When the World Misaligns with the Practice

In the yoga world, many of us are naturally sensitive. We feel tension, noise, dissonance — not just in ourselves, but in the world. And the more sensitive we become, the more we pick up on the subtle violence of modern life: the speed, the noise, the screens, the mental clutter, the chronic stress.

Yoga opens us. But it also makes us more vulnerable to everything that isn’t aligned with peace. When the outer world doesn’t match the inner work, the practice starts to hurt — it brings awareness to all that is wrong, without giving us the tools to change it.

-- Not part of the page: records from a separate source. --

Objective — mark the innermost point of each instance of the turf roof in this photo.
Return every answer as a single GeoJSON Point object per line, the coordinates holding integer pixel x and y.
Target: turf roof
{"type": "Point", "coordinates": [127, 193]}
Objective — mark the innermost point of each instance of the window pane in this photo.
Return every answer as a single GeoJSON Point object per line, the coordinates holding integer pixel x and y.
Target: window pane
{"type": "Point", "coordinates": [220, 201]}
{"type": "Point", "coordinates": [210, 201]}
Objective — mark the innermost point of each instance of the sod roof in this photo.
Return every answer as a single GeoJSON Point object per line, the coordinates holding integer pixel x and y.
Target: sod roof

Living Yoga Here... and There

I’ve felt this tension most clearly between two different worlds. In France, even with deep sincerity and effort, I often feel like I’m swimming against the current. I have to explain my lifestyle, face judgmental stares, pay high prices for healthy food, and search for silence like it’s a rare treasure. The culture around me moves in the opposite direction of my values, and that creates constant exhaustion.

In India, in the Himalayan foothills, everything naturally aligns. The quiet is there. The food is simple. Slowness is allowed. I breathe easier. I think more clearly. Even my work flows more peacefully. It’s not magic — it’s coherence.

When Yoga Becomes Another Mental Load

In a misaligned world, yoga can turn into yet another pressure. We push through routines, even when we’re exhausted. We try to stay calm, even when the world is overwhelming. We force ourselves to meditate, even when our minds are saturated.

The risk is that the practice becomes a silent performance, and we end up blaming ourselves for not feeling peaceful — even when the environment makes peace nearly impossible.

It’s Not You That Needs Fixing

If you recognize yourself in this struggle, I want to say this clearly: you are not broken — the world is often simply incoherent. Our sensitivity is not a weakness — it’s a compass. And our practices deserve better than a hostile setting. They deserve to be supported, honored, protected.

Planting Another Possibility

I don’t have a miracle solution. I keep adjusting, adapting, bending, rebuilding. But one thing is clear to me: our sincere efforts deserve an environment that nurtures them. Calm doesn’t grow on asphalt — but it can sprout in the cracks, where a little light and soil remain.

Even in this harsh world, the yoga we live is a seed of a different future. By cultivating peace against all odds, we are quietly preparing the ground for a more gentle, more coherent way of living. That seed is looking for a home. It’s up to all of us to make room for it — not just for ourselves, but for each other.